Kapitel 5: Die Schlacht um Edoras
Dieses umfangreiche Kapitel beschäftigt sich auf 56 Seiten mit der Schlacht um Edoras. Eine Herausforderung für die Filmemacher*innen. Es ist zu lesen, wie viele Details bei der Umsetzung der Schlacht berücksichtigt werden mussten. Produzent Jason DeMarco: „Ein Teil des schieren Ausmaßes der Animation war darauf zurückzuführen, dass alles in Bewegung war: Kämpfe, Rennen, Schreie, Zusammenstöße, fließendes Blut; Chaos überall.“ Ganze 20 Seiten sind den Rohirrim gewidmet, die zeigen, wie das Rüstzeug und die Waffen entwickelt wurden. Für jeden der Anführer der Rohirrim gibt es eine eigene Farbpalette, die sich in Rüstung und Kleidung der Gefolgschaft widerspiegelt. Auch die Angreifer werden detailgetreu konzipiert, und so gibt es viele Zeichnungen von den Dunländern, den Wilden Menschen, den Söldnern aus dem Süden und ihren Waffen. Die Designer*innen haben sich zu jedem Volk Gedanken gemacht, welche wohl die passenden Waffen sein könnten. Viele Ideen gibt es hier zu sehen, von der Skizze bis zur Gestaltung in Anime-Manier. Allein vier Seiten sind mit Varianten von gepanzerten Mûmakil bebildert. Die Ereignisse, die mit der Schlacht einhergehen, sind ein weiterer Teil in diesem Kapitel: Thornes Verrat, Haleths Tod, Edoras in Flammen, Flucht aus Edoras, In den Trümmern von Meduseld und Die Krone von Rohan.
Kapitel 6: Die Hornburg
Ein weiterer Hauptschauplatz des Films ist die Hornburg. Die Geschehnisse in dieser Szene werden der Hornburg ihren späteren Namen geben: Helms Klamm. Die Bekanntheit der Schlacht um Helms Klamm im zweiten Teil der Trilogie „Die zwei Türme“ brachte Vor- und Nachteile mit sich. Laut Daniel Falconer „war es eine spannende Herausforderung, eine frühere Version dieses ikonischen Ortes zu entwerfen, ohne dabei den durch das Buch und die Filme vorgegebenen Rahmen zu sprengen“. Viele Beschreibungen und Bilder aus dem Anime-Film und im Vergleich dazu Standbilder aus der Trilogie lassen einen in die Szenerie eintauchen. Auch das Innere der Hornburg wird detailreich beschrieben und bebildert: die Kaserne, der Lagerraum, Gänge, Requisiten, Helms Gemach, der Geheimgang und die Höhlen der Hornburg. Personenbeschreibungen gibt es von der Besatzung der Hornburg und der alten Pennicruik, der Hüterin der Hallen.

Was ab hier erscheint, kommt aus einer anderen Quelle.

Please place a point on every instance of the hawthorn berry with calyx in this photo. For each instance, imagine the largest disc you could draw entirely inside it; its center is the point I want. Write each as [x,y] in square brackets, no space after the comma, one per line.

Kapitel 7: Der Geist von Helm Hammerhand
Dieses Kapitel behandelt den letzten Kampf von Helm Hammerhand. Es wird dargestellt, wie die erbitterte Belagerung auf beiden Seiten ihren Tribut fordert, und die letzten Tage von König Helm werden beschrieben. Mit einem Schneetroll und den Orks Shank und Wrot fließen noch andere Ideen der kreativen Köpfe ein. Arty Papageorgiou, Drehbuchautorin: „Wir sind in Mittelerde! Ich will ein paar Orks sehen!“
Die Flucht von Helm und Héra leitet die Legende von Helm Hammerhand ein, in der er vor dem Tor der Hornburg zu Eis erstarrt. Abgeschlossen wird das Kapitel mit Helms Grablegung.
Kapitel 8: Die Belagerung
Dieses Kapitel umspannt die Beschreibung der Festung von Dunharg, des Thronsaals der Hornburg, der Klüfte des Thrihyrne (drei zerklüftete eisige Gipfel), Héras Aufstieg zum Adlerhorst, des Turms der Hornburg und des letzten Kampfes. Es gibt viel Bildmaterial von Belagerungsgeräten, insbesondere von dem Belagerungsturm. Dieser entwickelt sich zu einem wichtigen Element im Kampfgeschehen. Er wird wichtig, um die wachsende Angst vor Wulf visuell darzustellen, weil er hilft, das Ende des Films von dem in „Die zwei Türme“ unterscheidbar zu machen und weil er als Bühne für die entscheidende Konfrontation zwischen Héra und Wulf dient: dem Höhepunkt der Geschichte mit Héra als Todesbraut. „Ihr wolltet eine Braut, also seht euch vor, ihr bekommt eine Braut des Tooooodes!“, sagt die Drehbuchautorin Phoebe Gittins. Nach dem Kampf zwischen Héra und Wulf erscheinen Fréaláf und seine Männer, die Wulfs Heer in die Flucht schlagen, weil sie sein Kommen als die Wiederkehr von Helm Hammerhands Geist deuten.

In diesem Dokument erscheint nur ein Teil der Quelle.